David Just, a professor of behavioral economics with the Food and Brand Lab at Cornell University in Ithaca, New York, credits the restaurant’s success to its unassuming offerings.

“There’s no pretension,” he said. “They’re serving food that basically everyone’s really familiar with; they’ve probably had most of it in their own homes.”

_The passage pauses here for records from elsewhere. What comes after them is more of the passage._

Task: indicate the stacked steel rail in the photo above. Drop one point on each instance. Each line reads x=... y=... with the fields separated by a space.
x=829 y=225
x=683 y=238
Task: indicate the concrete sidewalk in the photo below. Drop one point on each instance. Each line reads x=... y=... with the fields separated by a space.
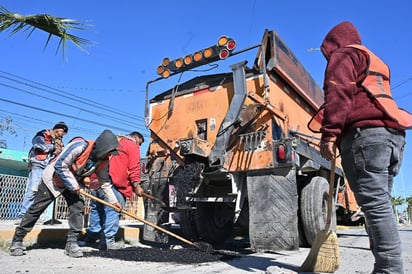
x=47 y=234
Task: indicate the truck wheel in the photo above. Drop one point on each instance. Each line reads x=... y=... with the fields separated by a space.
x=273 y=208
x=313 y=202
x=214 y=222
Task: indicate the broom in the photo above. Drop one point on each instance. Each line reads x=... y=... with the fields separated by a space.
x=324 y=254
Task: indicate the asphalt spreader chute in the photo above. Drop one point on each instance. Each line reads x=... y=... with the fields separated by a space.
x=202 y=246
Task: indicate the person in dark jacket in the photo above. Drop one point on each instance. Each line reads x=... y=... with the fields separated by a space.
x=46 y=145
x=64 y=176
x=370 y=140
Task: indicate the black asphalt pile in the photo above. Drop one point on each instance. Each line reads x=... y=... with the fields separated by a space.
x=182 y=256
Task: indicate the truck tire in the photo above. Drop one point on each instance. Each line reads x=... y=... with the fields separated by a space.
x=214 y=221
x=313 y=203
x=273 y=206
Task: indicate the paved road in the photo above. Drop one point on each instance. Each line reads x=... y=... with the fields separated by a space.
x=354 y=255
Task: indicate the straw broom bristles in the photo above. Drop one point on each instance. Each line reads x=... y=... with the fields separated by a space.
x=324 y=254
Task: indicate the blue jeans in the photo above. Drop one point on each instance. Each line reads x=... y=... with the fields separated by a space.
x=371 y=158
x=104 y=221
x=31 y=189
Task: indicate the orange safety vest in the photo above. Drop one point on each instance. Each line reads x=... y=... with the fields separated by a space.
x=377 y=84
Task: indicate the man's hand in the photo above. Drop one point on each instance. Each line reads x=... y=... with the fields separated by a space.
x=118 y=205
x=327 y=150
x=76 y=190
x=139 y=190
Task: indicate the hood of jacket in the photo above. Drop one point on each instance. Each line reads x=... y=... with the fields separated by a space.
x=339 y=36
x=105 y=143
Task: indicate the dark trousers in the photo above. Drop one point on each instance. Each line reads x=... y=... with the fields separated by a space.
x=42 y=200
x=371 y=158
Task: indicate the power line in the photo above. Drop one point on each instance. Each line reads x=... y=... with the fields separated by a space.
x=79 y=99
x=70 y=105
x=64 y=115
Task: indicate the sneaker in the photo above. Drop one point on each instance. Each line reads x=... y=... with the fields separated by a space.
x=111 y=246
x=17 y=249
x=87 y=242
x=73 y=250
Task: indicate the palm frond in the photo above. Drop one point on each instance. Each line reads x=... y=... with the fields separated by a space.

That theme is echoed in memorabilia and ephemera-heavy decor, with 1,000 items staged in each outlet (taken from a Tennessee warehouse that holds 90,000 objects at any given time, none of them reproductions). And the front “porches,” with their rocking chairs and checkers games, and country stores, with their selections of seasonal kitsch, regional favorites and foods served by Cracker Barrel — both of which act as reception areas for the restaurants — add to the image.

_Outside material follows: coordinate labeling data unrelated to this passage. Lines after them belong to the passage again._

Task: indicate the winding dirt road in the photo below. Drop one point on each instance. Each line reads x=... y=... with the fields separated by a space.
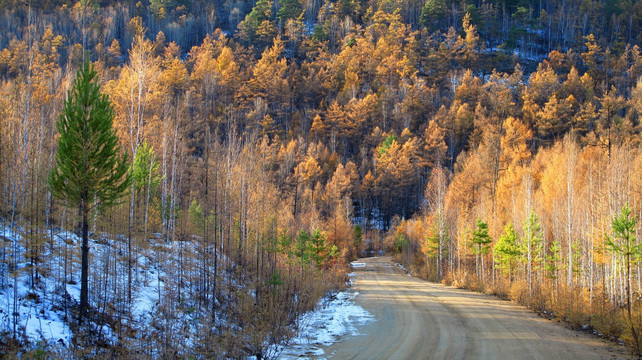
x=416 y=319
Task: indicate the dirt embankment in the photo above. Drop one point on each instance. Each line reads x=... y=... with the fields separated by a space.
x=416 y=319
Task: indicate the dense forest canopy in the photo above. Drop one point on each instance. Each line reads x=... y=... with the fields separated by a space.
x=273 y=141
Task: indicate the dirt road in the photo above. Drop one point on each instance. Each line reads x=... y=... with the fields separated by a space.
x=416 y=319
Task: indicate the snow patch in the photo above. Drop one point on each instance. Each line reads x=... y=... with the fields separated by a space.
x=335 y=316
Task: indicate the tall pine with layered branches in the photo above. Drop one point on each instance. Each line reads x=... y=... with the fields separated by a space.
x=90 y=170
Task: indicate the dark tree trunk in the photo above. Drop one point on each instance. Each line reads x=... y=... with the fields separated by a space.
x=84 y=278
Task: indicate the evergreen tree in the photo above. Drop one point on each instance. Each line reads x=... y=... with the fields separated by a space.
x=507 y=251
x=480 y=241
x=89 y=170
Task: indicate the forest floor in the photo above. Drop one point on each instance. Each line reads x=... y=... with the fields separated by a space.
x=416 y=319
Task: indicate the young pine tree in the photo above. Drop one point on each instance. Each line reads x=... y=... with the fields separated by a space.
x=89 y=170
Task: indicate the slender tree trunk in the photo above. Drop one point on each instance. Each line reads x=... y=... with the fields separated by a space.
x=84 y=271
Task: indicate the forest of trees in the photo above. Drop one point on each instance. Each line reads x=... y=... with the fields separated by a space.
x=493 y=145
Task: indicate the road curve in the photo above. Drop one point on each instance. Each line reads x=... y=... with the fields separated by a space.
x=416 y=319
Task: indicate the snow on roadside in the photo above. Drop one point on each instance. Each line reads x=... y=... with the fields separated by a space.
x=38 y=311
x=334 y=317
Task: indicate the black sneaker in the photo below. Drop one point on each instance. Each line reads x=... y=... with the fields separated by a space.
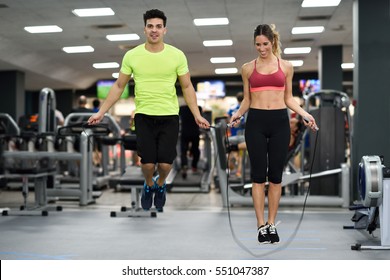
x=184 y=172
x=273 y=234
x=160 y=195
x=146 y=197
x=262 y=235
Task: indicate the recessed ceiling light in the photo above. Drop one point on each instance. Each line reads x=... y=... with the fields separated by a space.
x=297 y=50
x=105 y=65
x=217 y=43
x=222 y=59
x=78 y=49
x=320 y=3
x=307 y=29
x=226 y=70
x=43 y=29
x=211 y=21
x=96 y=12
x=348 y=65
x=296 y=63
x=123 y=37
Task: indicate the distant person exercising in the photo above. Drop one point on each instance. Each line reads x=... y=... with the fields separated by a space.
x=267 y=87
x=82 y=105
x=155 y=67
x=189 y=140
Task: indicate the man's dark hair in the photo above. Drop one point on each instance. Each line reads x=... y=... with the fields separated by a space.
x=154 y=13
x=96 y=103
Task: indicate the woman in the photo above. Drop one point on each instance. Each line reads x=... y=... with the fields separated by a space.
x=267 y=87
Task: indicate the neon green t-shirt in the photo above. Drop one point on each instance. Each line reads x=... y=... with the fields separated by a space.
x=155 y=75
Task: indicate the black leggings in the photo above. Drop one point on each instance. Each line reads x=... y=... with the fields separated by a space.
x=267 y=135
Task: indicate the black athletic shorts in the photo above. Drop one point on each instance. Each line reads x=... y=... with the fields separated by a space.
x=157 y=138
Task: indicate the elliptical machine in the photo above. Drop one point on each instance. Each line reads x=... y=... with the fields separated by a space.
x=374 y=210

Felicia Campbell, an English professor at the University of Nevada, Las Vegas, and executive director of the Far West Popular Culture Association, credits much of the restaurant’s appeal to its romanticized country theme.

“They’re nostalgic for something they don’t remember,” Campbell said of Cracker Barrel fans. “It’s all sort of Walt Disney-ed and sanitized. If you think back to what it would have been like, they wouldn’t have been plastic and sanitary and that sort of thing. … It’s just kind of a nostalgia for an era that never was.”

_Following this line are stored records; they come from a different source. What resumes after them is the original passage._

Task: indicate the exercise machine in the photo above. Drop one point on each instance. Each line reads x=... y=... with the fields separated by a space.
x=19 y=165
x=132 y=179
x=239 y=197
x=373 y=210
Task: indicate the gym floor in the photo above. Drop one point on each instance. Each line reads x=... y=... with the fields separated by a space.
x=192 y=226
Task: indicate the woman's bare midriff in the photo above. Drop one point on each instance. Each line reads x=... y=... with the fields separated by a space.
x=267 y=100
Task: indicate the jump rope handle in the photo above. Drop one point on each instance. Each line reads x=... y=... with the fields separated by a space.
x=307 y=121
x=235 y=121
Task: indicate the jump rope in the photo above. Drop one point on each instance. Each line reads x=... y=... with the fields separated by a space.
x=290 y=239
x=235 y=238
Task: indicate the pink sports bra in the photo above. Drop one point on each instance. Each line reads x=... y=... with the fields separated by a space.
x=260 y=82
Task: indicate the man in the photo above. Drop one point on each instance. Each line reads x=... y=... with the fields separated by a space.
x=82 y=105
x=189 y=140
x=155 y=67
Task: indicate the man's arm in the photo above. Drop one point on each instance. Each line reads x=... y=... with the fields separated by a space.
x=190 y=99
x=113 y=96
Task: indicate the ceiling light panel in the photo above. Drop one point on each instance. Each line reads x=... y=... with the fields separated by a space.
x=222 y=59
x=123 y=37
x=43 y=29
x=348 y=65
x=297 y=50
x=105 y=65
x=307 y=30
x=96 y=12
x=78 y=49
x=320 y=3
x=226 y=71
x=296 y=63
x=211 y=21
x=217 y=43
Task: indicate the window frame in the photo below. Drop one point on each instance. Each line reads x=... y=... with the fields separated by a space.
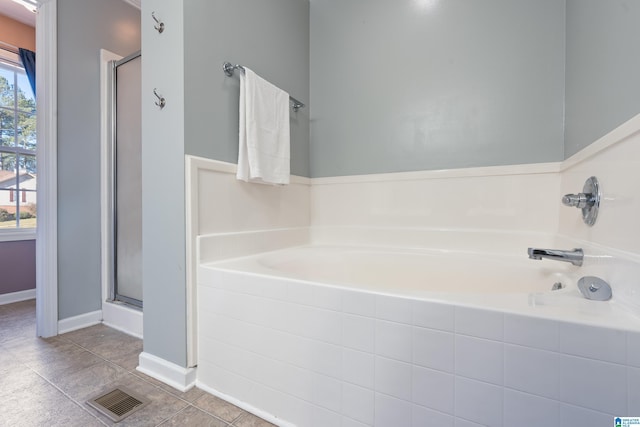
x=17 y=233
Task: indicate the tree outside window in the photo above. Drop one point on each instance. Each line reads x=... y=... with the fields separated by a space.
x=17 y=150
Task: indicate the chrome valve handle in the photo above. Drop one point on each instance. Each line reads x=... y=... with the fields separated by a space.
x=588 y=200
x=580 y=200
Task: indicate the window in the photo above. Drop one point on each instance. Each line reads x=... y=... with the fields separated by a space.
x=17 y=149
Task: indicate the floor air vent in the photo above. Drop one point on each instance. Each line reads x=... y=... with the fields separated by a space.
x=118 y=403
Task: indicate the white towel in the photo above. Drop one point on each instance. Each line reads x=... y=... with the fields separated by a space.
x=264 y=146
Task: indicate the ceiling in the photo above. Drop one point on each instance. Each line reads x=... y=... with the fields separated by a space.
x=15 y=11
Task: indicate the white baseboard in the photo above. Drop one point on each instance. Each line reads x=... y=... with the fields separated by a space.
x=182 y=379
x=17 y=296
x=122 y=318
x=78 y=322
x=244 y=405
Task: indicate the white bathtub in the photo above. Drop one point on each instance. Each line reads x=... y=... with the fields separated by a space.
x=354 y=336
x=408 y=272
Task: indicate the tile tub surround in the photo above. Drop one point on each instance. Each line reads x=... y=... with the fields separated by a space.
x=566 y=376
x=45 y=382
x=315 y=355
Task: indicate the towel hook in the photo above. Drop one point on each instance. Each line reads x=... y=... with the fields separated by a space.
x=161 y=101
x=160 y=26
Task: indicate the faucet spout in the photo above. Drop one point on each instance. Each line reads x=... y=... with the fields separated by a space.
x=575 y=256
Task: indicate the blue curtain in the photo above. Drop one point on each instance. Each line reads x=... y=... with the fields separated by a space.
x=29 y=62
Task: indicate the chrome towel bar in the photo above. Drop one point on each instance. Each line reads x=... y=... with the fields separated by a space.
x=229 y=68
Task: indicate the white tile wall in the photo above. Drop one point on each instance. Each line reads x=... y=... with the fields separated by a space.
x=475 y=369
x=483 y=198
x=529 y=410
x=480 y=359
x=434 y=349
x=318 y=356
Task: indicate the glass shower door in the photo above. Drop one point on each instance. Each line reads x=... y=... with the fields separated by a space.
x=127 y=181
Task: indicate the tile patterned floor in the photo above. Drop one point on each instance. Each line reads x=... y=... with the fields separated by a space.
x=46 y=382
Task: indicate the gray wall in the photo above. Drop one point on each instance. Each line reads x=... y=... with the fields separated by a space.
x=272 y=38
x=163 y=198
x=84 y=27
x=17 y=266
x=414 y=85
x=603 y=69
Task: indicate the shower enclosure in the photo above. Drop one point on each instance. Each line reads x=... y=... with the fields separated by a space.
x=126 y=182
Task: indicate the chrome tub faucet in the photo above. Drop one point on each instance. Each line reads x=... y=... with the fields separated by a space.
x=575 y=256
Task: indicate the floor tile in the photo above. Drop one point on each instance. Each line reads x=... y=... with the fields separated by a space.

Anthony Gatling, an assistant professor in the hotel college at UNLV, also said it’s not memories that drive Cracker Barrel’s popularity.

“One thing Cracker Barrel has been brilliant in doing is really creating a consistent experience relative to food and service,” he said. “I travel the country, and whenever I see a Cracker Barrel, that restaurant goes on the list, if I’m staying in a specific town, or if I’m traveling through, they’re my first choice.”

Gatling clearly isn’t alone; an unusually high percentage — about 33 percent — of Cracker Barrel customers are travelers, according to Business Insider.

Liz and Frank Bonesteel of Pahrump would agree. Liz emailed that Frank once ate breakfast and dinner at two Cracker Barrels more than 1,100 miles apart on the same day — breakfast with his mother in Daytona Beach, Florida, and dinner with Liz in East Greenbush, New York.

CSN’s Rosenberger said he expects some vistors who are not familiar with the chain may be underwhelmed and perhaps even a bit confused about what all the excitement is about.

“But, thinking of Cracker Barrel, my mouth is watering,” he added.

Which no doubt also is the case for Winifred “Winnie” Garvin, a 95-year-old resident of Prestige Senior Living at Mira Loma in Henderson who keeps a Christmas ornament she had purchased at an Indianapolis location close at hand.

“I have missed it so much that one of my best friends here drives me to Utah once a year to the Cracker Barrel in St. George,” Garvin said. “I cannot tell you how excited I was to read … about their new restaurant here.”

“We have a bus that will hold 18 residents,” said Cendrene Neil, the outreach director of Henderson’s Prestige Senior Living. “I think we will be planning trips to Cracker Barrel.”